Andrew Chan was laid to rest on Friday. Myuran Sukumaran’s funeral is on Saturday morning.
On the question of retaliation, few would quibble with the proposition that the federal government is between a rock and a hard place. There’s more to lose than can be gained.
But anger and grief ran high when news broke of the executions. Prime Minister Abbott had to calm the large and outspoken number of people feeling offended and affronted by the brutality of the decision to kill the two men.
He immediately withdrew the Australian Ambassador to Indonesia, a significant move even if it is not seen as such. But those who had railed against the death penalty, not to mention the cruelty and heartlessness meted out to Sukumaran and Chan and their families wanted an assurance that the prime minister would exact a far bigger, more painful price from Jakarta.
What’ve they got to lose?
At stake is an already shaky relationship with the world’s most populous Muslim nation, one rocked by disputes over Australia’s now redundant ‘turn back the boats’ policy on asylum seekers and revelations that Australia had, under a previous administration, spied on the Indonesian leadership.
It is also a relationship with $15b of trade at its heart. That trading partnership, most of it in cattle and wheat exports, is more valuable to Australia than to Indonesia. So too is co-operation on national security and border control more important to Canberra than Jakarta.
AFP Commissioner Andrew Colvin spoke for an hour about the agency’s role.
Foreign aid is now said to be on the table. Indonesia is Australia’s largest aid beneficiary, receiving about $600 million last year. Fairfax Media reports that sum could be slashed or redirected.
Though the cut reportedly won’t be directly tied to the executions, and the timing is more coincidental than deliberate, it would nonetheless send Jakarta a strong message: Australia won’t tolerate being ignored and Australians don’t want their citizens killed with such heartless abandon.
Slashing aid to Indonesia will of course hurt both the Indonesian people and Australia’s national interest. But it will serve a purpose the prime minister might find useful.
The about-face
After sustained criticism over what many see as a heartless asylum seeker policy, Tony Abbott was on a winning ticket with his strong pleadings to the Indonesian President, Joko Widodo to show mercy to Sukumaran and Chan.
It was the unrelenting pressure he brought to bear on Jakarta, albeit ignored, along with his outrage when the executions took place that convinced many Australians that Tony Abbott might be, at his core, compassionate, rather than tin eared when it comes to the plight of the underdog.
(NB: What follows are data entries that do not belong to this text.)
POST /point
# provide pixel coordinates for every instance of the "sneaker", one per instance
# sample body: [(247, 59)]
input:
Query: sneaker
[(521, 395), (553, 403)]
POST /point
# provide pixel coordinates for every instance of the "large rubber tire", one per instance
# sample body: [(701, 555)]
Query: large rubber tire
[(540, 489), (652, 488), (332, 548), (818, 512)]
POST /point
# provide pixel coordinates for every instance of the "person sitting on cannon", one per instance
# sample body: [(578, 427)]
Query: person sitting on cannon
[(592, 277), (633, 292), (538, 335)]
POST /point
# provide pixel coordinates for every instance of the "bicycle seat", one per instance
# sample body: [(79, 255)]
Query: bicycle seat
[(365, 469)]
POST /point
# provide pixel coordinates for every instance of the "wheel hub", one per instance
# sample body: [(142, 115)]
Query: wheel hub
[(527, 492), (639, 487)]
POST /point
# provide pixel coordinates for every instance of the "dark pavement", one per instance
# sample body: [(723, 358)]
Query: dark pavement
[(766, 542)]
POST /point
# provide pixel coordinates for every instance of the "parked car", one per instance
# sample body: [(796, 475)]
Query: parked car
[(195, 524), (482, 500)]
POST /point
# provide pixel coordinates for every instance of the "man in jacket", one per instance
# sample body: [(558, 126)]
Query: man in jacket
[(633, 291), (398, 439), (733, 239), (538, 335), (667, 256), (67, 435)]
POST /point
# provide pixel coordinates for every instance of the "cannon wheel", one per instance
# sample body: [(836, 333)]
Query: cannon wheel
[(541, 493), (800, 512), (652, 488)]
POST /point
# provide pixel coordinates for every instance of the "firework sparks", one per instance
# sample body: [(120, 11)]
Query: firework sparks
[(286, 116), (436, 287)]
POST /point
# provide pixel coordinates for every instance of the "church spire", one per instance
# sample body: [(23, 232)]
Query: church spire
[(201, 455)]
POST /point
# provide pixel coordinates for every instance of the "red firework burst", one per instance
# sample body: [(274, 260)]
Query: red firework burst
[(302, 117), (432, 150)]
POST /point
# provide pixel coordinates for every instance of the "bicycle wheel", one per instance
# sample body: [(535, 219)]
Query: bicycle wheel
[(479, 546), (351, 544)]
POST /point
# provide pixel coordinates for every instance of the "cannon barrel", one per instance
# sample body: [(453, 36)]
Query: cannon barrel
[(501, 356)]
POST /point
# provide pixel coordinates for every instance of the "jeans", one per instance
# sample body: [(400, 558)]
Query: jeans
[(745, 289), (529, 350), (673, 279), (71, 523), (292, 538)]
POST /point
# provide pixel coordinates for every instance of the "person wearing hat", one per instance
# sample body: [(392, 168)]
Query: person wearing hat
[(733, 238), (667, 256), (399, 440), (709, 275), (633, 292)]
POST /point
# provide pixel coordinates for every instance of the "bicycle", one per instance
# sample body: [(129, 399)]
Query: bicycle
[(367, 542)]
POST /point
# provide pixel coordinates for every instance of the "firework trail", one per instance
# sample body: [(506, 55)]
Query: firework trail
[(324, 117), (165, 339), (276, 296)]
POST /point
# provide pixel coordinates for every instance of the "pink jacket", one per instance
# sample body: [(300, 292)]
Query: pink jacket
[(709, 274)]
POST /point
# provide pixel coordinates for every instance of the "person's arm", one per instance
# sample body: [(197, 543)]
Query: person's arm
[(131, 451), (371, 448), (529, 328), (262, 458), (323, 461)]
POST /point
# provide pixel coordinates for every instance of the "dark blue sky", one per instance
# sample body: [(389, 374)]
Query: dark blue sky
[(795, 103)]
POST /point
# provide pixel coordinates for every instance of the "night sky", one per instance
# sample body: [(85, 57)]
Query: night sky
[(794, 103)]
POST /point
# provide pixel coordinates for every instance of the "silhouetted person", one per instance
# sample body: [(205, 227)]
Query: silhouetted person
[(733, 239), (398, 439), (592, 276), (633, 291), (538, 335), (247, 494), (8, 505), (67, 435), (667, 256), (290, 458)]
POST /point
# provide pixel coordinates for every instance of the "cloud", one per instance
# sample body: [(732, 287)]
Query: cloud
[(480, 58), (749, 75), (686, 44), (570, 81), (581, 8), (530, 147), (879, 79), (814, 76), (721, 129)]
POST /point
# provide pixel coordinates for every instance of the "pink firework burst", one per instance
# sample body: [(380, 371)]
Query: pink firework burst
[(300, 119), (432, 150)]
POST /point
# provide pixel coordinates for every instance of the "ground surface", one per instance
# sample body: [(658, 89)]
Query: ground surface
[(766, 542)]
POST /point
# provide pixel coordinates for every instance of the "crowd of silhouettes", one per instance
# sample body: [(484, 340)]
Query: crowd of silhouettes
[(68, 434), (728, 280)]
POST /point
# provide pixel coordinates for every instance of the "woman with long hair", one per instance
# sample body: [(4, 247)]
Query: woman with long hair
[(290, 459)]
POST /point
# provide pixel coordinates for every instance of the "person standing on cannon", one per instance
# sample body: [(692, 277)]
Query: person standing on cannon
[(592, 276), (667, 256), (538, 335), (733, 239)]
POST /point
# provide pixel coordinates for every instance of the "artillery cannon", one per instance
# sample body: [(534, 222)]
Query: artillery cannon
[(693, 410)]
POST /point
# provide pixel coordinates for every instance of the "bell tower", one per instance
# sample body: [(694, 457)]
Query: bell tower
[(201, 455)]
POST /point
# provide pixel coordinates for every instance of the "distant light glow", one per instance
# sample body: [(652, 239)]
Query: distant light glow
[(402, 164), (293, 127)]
Cooling his heels so quickly will have given many people reason to revisit that view.
Showing Jakarta that Australia won’t be as generous with foreign aid in the future might help restore what the government lost by telling us to ‘move on’ after the executions. And it would seem a safe move: a recent Essential poll showed 79 per cent of Australians think our foreign aid budget needs to be cut anyway.
Only one more move could deliver as much political benefit – delivering Australians some peace of mind knowing that the AFP would never again give up foolish young people to a nation that kills for political expediency.